Grounding is a common punishment for children (especially older children aged 7 and older for any misbehavior). In some cases it is suggested as an alternative to corporal punishment in the home. Typically a child or a teenager who is grounded is not allowed to leave their room and/or their house with the exception of required activities such as education (in school unless if a child gets an out of school suspension or expulsion), chores (such as mowing the lawn, in-house chores such as washing the dishes, doing laundry, etc), meals, church, doctor or dentist appointments, funerals, and other activities. Occasionally, it can also be mixed with the revocation of their privileges, such as his/her electronics and the ability to visit his/her friends. Extra chores (and wide ranges of educational work suitable for the child's grade level unless they are expelled from school) are given to him/her, and if a child says a swear word and/or lies to his/her parents, grandparents, teachers, neighbours, friends, principal, police, etc., washing out mouth with soap also applies. Children even get sent to their room/bed early or given a warning or corporal punishment (although corporal punishment harms children).

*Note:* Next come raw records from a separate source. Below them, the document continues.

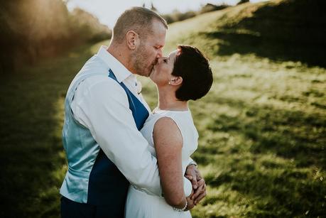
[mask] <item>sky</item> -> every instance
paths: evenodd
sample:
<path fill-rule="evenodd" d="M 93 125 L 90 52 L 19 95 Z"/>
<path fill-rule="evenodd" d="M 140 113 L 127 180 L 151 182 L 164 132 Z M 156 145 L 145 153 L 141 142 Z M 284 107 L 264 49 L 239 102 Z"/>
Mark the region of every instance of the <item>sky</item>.
<path fill-rule="evenodd" d="M 266 0 L 250 0 L 251 2 L 258 2 Z M 181 12 L 190 10 L 197 11 L 207 3 L 221 4 L 225 3 L 235 5 L 239 0 L 68 0 L 69 10 L 76 7 L 81 8 L 95 15 L 99 21 L 112 28 L 119 16 L 126 9 L 131 6 L 141 6 L 145 4 L 146 7 L 151 7 L 151 4 L 161 13 L 168 13 L 177 9 Z"/>

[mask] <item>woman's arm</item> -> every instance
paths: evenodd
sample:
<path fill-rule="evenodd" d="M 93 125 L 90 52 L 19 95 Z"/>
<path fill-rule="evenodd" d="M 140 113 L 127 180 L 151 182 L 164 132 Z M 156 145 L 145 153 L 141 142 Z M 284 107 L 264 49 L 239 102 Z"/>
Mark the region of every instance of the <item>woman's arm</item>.
<path fill-rule="evenodd" d="M 153 138 L 164 198 L 170 205 L 183 208 L 187 200 L 183 190 L 181 133 L 173 120 L 163 117 L 154 126 Z"/>

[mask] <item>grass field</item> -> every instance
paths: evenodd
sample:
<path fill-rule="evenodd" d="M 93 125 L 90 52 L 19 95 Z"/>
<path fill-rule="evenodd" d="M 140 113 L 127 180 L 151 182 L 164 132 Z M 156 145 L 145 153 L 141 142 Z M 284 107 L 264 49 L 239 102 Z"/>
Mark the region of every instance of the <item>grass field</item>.
<path fill-rule="evenodd" d="M 248 6 L 169 26 L 165 53 L 179 43 L 195 45 L 207 54 L 214 77 L 210 92 L 190 103 L 200 133 L 193 158 L 208 185 L 192 214 L 323 217 L 326 69 L 287 55 L 283 45 L 257 46 L 255 33 L 234 40 L 223 22 L 235 10 Z M 108 43 L 85 45 L 0 80 L 0 217 L 59 216 L 67 170 L 61 143 L 65 92 L 86 60 Z M 140 80 L 153 108 L 156 88 Z"/>

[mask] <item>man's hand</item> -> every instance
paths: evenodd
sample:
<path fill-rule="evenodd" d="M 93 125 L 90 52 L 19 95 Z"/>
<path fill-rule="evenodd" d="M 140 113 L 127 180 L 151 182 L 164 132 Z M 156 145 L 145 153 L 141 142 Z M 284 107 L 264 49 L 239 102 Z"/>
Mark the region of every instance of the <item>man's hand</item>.
<path fill-rule="evenodd" d="M 195 165 L 190 165 L 187 167 L 185 176 L 190 180 L 192 185 L 194 193 L 190 196 L 190 199 L 193 200 L 194 205 L 196 205 L 206 196 L 206 184 L 205 180 L 202 178 L 200 172 Z"/>

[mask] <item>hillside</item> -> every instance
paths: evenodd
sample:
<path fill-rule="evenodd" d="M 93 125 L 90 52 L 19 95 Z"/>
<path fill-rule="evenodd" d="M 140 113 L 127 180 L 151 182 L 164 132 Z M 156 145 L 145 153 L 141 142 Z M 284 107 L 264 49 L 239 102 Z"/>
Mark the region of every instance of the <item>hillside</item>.
<path fill-rule="evenodd" d="M 325 214 L 326 69 L 319 56 L 324 44 L 320 32 L 307 31 L 308 23 L 300 31 L 311 33 L 311 40 L 279 33 L 287 29 L 281 16 L 295 26 L 300 23 L 290 18 L 300 11 L 295 6 L 308 9 L 307 2 L 245 4 L 169 26 L 165 53 L 179 43 L 195 45 L 207 54 L 214 73 L 210 93 L 190 102 L 200 135 L 193 158 L 207 184 L 194 218 Z M 0 80 L 0 217 L 59 217 L 58 190 L 67 170 L 64 98 L 85 62 L 108 43 L 85 44 Z M 156 87 L 140 80 L 153 109 Z"/>
<path fill-rule="evenodd" d="M 247 3 L 183 21 L 175 36 L 185 36 L 187 28 L 200 32 L 212 55 L 255 54 L 325 67 L 325 7 L 320 0 Z"/>

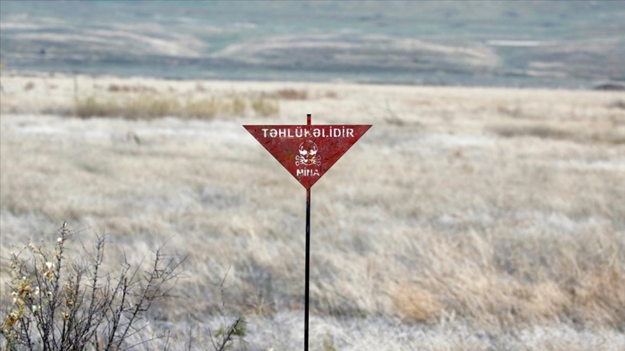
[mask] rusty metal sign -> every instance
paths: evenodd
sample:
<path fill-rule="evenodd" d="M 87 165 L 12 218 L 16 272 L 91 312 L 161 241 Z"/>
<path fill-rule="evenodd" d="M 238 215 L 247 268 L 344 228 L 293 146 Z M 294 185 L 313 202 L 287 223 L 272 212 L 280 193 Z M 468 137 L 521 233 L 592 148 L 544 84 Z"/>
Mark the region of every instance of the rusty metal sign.
<path fill-rule="evenodd" d="M 244 126 L 304 187 L 310 189 L 370 125 Z"/>
<path fill-rule="evenodd" d="M 310 277 L 311 187 L 362 137 L 370 124 L 243 126 L 304 187 L 306 188 L 306 247 L 304 350 L 308 350 Z"/>

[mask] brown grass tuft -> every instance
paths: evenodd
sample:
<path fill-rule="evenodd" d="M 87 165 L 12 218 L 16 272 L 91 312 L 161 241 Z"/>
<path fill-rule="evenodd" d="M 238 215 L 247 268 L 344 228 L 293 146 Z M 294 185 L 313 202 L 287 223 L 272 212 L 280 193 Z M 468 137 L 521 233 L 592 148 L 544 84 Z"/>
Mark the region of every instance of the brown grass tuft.
<path fill-rule="evenodd" d="M 438 317 L 443 305 L 429 291 L 418 284 L 404 282 L 392 290 L 396 313 L 406 322 L 422 322 Z"/>

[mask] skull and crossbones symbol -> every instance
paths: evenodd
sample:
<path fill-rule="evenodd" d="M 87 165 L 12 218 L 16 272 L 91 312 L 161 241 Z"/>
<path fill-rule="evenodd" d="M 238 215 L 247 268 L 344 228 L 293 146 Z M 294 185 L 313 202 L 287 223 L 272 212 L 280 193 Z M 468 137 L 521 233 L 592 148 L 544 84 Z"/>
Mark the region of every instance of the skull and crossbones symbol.
<path fill-rule="evenodd" d="M 321 157 L 317 154 L 317 145 L 312 141 L 302 141 L 298 151 L 299 155 L 295 156 L 295 166 L 321 164 Z"/>

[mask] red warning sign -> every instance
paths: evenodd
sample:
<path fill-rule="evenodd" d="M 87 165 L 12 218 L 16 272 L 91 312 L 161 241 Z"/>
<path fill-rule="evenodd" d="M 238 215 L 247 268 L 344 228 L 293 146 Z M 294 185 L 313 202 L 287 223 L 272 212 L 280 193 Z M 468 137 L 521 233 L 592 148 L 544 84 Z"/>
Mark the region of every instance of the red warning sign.
<path fill-rule="evenodd" d="M 243 126 L 306 189 L 310 189 L 371 125 Z"/>

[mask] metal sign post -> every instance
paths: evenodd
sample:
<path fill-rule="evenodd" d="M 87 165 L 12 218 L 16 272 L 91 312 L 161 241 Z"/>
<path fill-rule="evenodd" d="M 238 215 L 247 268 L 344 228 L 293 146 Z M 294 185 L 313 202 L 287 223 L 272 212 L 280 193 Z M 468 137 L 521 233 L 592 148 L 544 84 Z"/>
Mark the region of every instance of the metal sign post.
<path fill-rule="evenodd" d="M 362 135 L 370 124 L 243 126 L 306 189 L 306 254 L 304 350 L 308 350 L 311 187 Z"/>

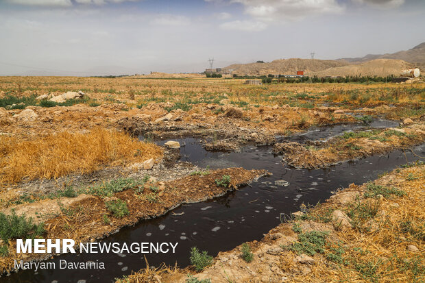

The goal of this corrective action is that children need to learn their lesson and behave better with consequences such as cancelling privileges, washing out mouth with soap, corporal punishment such as spanking, slapping, belting, and caning (although it harms children), warning, house arrest, curfew, etc.[1]

References to invocation of grounding is common in popular culture, and is often demonstrated on TV and movies. This term is used originally in aviation. When a pilot is restricted from flying in an aircraft due to misconduct, emergencies such as illness or other reasons, they are "grounded".

References

  1. ^ Dell'Antonia, KJ (August 8, 2012) "Grounded? Thank Mom and Dad". The New York Times. Accessed March 15, 2015.